It’s going to come, there is no doubt about it. Within the next 5 to 10 years, computer software will allow the creation of fully realistic photos from scratch. Already, researchers are experimenting with various ways to achieve this, including some without any human intervention. But before photographers drop their camera in search of other careers, they should consider that this might, in fact, open up new opportunities. Here are some photography jobs that will replace current photographers:
First, in foremost, this evolution will happen in steps. At first, and for a while, the technology will be too expensive and too complex for the average person to handle. Thus it will be sold as a service. As we previously wrote, companies (maybe some ex-photo agencies) will custom create images for their clients. They will listen to input and pass it on to image engineers who will build photos for them. This role will necessitate both technical and creative talent. And who better than ex-photographers to do it. They mostly tend to be technically savvy ( they have to these days) and possess the creative background to know what makes a good image. Thus some of the newly out of work photographers could successfully recycle themselves as “photo creators”, keeping making photos, but without a camera.

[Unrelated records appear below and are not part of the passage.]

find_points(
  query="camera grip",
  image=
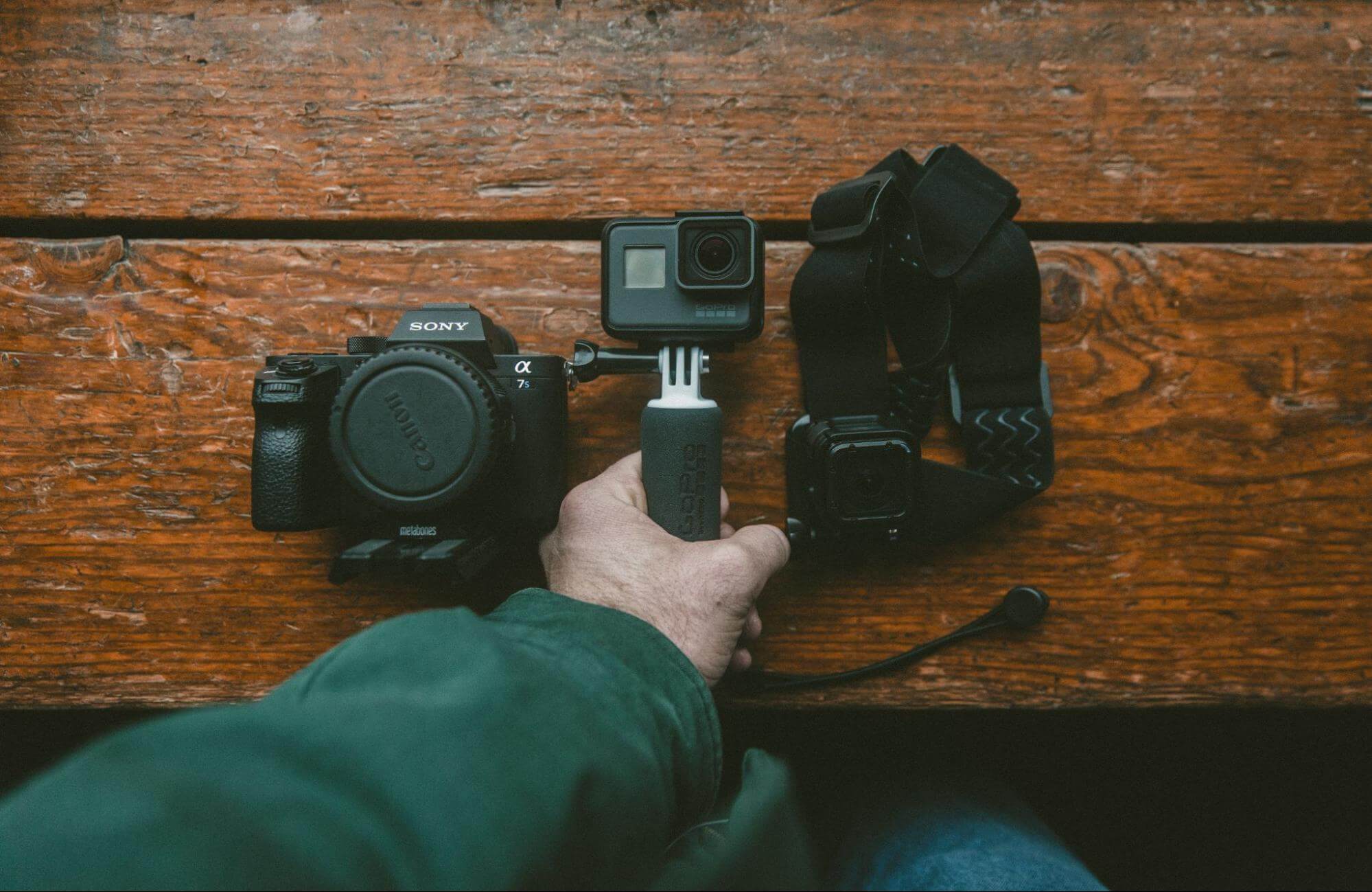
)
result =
(294, 483)
(682, 468)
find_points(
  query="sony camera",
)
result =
(431, 448)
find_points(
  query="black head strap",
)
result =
(928, 254)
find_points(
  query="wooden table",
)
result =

The second opportunity will exist in continuing to make photos the old fashion way. A bit like there is a resurgence for vinyl records or analog film, there will be a continuing demand for photos taken the old fashion way (with a camera). Mostly out of snobbism and a search for “authenticity”, brands and consumers will pay a premium to have photos created by rare but highly creative photographers. It might take longer, it will certainly be more expensive and inconvenient, but it will carry a certain luxury cachet that will always be in demand. The trick here will be to become one of those few that will be able to live from it. It will require expertise in branding as well as a strong individual style hard to replicate.
Guardians of Truth
The third, and probably not the last will be more in the photojournalism category. As images entirely built by computers become indistinct from those made with a camera, the propensity to invent events that never happened will also increase. Thus the credibility of photojournalism will plummet if nothing is done. Photojournalists and news photo agencies, in order to survive, will thus have no other choice than building extremely rigorous rules to prevent any computer generated photos to pass within their walls. In other words, they will not only need to sell photos, they will also need to sell absolute and infallible credibility. A news photo from one of these outlets will be guaranteed to be real. It will not be an easy task in a world addicted to instant, 24 hours news and pressures to be first will continuously put credibility at risk. But one mistake could mean the death of the business, as no other photos will be trusted.
And finally, there might be one place where computer generated images might never replace real photographers: weddings. Why? because while it will be possible to create a whole wedding album with a computer, what would be the point? It will still be more satisfying to actually capture the real moments of the day, emotions included.